A high-efficiency plastid transformation system was developed in this study, and this may be attributed to the selection of the specific homologous recombination sequences and also due to the presence of unique IR regions in the P. tricornutum plastid genome. The transgene is targeted to the particular IR, followed by the phenomenon of copy correction, which duplicates the introduced transgene into the other IR as well. This process causes transgenes to stably integrate at several sites within the plastid genome. Compared with transcriptionally silent spacer regions, transcriptionally active spacer regions offer unique advantages, such as the insertion of transgenes without 5′ or 3′ untranslated regions (UTRs) or promoters. The transcriptionally active intergenic region between the trnI-trnA genes within the rrn operon, existing in the IR region of the plastid genome, has been used for integration. High levels of expression of heterologous genes integrated at this site have been reported (Cosa et al. 2001). Plastid vectors may also carry an origin of replication that facilitates replication of the plasmid inside the plastid, thereby increasing the template copy number for homologous recombination and enhancing the probability of transgene integration (Verma and Daniell 2007). Moreover, the CAT reporter gene expressed in transformed P. tricornutum was sufficient to confer resistance to chloramphenicol, which contributed to the effective selection of the transgenic microalgae.
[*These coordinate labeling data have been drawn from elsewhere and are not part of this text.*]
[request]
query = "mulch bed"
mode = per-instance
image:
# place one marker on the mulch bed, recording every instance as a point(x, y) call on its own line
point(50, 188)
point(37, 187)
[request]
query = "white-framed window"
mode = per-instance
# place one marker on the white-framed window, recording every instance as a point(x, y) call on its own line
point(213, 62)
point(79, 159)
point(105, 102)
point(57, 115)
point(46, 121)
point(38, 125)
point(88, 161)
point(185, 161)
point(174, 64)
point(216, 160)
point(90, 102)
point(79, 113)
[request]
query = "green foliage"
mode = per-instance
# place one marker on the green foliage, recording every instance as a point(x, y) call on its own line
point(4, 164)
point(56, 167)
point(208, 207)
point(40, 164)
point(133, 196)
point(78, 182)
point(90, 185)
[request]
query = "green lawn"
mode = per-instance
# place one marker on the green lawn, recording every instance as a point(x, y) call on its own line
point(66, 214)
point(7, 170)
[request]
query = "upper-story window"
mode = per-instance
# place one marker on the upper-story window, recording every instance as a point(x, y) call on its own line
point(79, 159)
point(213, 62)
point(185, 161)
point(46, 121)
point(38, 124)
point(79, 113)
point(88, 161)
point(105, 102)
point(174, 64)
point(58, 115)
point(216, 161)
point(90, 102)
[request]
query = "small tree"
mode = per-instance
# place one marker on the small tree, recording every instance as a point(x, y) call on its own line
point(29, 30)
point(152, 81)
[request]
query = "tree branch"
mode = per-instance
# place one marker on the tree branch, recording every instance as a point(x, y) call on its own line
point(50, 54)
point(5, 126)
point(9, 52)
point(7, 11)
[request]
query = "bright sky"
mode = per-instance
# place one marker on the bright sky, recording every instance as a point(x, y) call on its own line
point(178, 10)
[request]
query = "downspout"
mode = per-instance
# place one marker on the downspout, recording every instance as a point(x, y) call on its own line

Generally, the progress of biotechnology/genetic engineering in microalgae has been slow when compared to other systems. In the case of P. tricornutum, the transformation efficiencies reported to date were even lower than those for other pennate diatoms, such as Cylindrotheca fusiformis, and the centric diatom Thalassiosira pseudonana (Poulsen et al. 2006; Poulsen and Kröger 2005). In this study, we used the rbcL promoter from the P. tricornutum plastid genome. The rbcL promoter is considered to be a strong and constitutive promoter, and it has been widely used in plastid expression vector systems (Verma and Daniell 2007). Additionally, a new approach was employed for easy cloning of the gene of interest between the promoter and terminator in the plasmid pPtc-T when compared to the other commonly used vectors. The two specially designed adjacent XcmI sites created an extra “T” at both 3′-ends of the vector upon XcmI digestion, which allows for the efficient cloning of any gene into the P. tricornutum plastid via the TA system. The Myc-tag in the vector provides a tool for testing and purifying the recombinant fusion protein with commercially available reagents to study the heterologous genes expressed in the P. tricornutum plastid. Our study shows that the expression level of eGFP was relatively high in the transformed P. tricornutum compared with the plastid expression in C. reinhardtii, where eGFP without codon optimisation accumulated ~0.006 % of total soluble protein (Franklin et al. 2002). Considering the profound effect of codon usage on the expression of heterologous proteins in microalgae plastids (Mayfield et al. 2007), the current P. tricornutum plastid expression system would be expected to have the potential of a much higher protein yield for codon-optimised genes. Interestingly, the morphology of the transformed cells became egg-shaped from the original fusiform, and the size was also smaller than that of the untransformed wild-type cells. Genetic engineering of P. tricornutum will be particularly useful for the industrial production of value-added proteins and also to improve its nutritional value, as it is widely used as the live feed in the aquaculture industry.